Her bark was as firm as bone, and delicately rough like a woman’s fur. The pointed shadow under his fingers shook desire loose from its lashings at the back of his mind. He remembered the white, quivering flesh of the maid on the high windowsill.

It has been so long! he thought suddenly. Months without a woman, ever since my weeding woman Cat married her cooper and moved from the house to the village.

He leaned his forehead against the grey trunk. Lord help me! he thought. Not this as well.

Lust had found the crack in his wall that both fear and envy had missed. The flood broke through. His knees weakened. His throat felt swollen. His skin grew cold and damp. Fear and appetite tumbled together. Reason and good intent spun away downstream like dead leaves. He squeezed himself down onto his boot heels among the roots of the tree and pressed his back against her trunk.

I must be ill!

He thrust his hands into the leaf mould. His head fell back against the grey bark.
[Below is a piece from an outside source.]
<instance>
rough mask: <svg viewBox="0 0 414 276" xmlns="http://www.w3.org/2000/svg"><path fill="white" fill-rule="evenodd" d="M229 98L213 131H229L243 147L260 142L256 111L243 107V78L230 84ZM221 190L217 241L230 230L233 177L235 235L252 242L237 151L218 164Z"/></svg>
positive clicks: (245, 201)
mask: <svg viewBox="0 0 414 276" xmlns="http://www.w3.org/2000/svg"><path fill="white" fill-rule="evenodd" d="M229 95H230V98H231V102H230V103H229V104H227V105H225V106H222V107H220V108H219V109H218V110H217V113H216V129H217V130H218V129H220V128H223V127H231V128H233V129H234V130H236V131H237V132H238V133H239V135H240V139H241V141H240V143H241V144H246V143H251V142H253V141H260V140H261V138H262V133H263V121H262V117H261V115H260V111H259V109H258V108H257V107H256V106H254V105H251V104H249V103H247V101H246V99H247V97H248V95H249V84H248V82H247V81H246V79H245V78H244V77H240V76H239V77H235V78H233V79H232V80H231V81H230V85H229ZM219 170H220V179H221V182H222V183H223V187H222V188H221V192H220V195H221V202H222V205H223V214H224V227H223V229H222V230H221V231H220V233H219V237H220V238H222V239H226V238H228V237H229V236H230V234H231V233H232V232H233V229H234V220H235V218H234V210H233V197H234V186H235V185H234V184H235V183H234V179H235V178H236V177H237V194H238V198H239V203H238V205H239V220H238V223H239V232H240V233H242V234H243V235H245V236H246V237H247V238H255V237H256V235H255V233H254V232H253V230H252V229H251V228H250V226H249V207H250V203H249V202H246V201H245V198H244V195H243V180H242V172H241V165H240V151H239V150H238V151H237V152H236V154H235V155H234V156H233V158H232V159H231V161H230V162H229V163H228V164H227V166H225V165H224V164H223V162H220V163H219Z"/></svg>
Lord, are you listening? I do not envy my cousin! I will not! I have had more than most men. I am grateful.

Nevertheless there was that other ghostly man with a different name, whom John had last known when he was fourteen.

I don’t know what he might have been today.

Dark emptiness scoured his gut. He felt as hollow as a bee tree, as fragile as a dried snakeskin. A breeze slid into his open collar, stroked his brown neck and teased the ends of his hair. The tree shook her mermaid tail gently above his head.

Spare me from envy. Absit invidia. Let there be no ill will. Ill will is unreasonable, and I have made myself into a reasonable man.

The tree lifted her branches on the back of the breeze and let them fall again.

John shivered.

I thought I was brave. But I am afraid, Lady. I fear. I fear and I want. Oh, how I want my own lands again. My own name. A reason for my life!

Once, rustled the Lady Tree. Once you had it all. Once. Once.

Then to her taunt, she added temptation.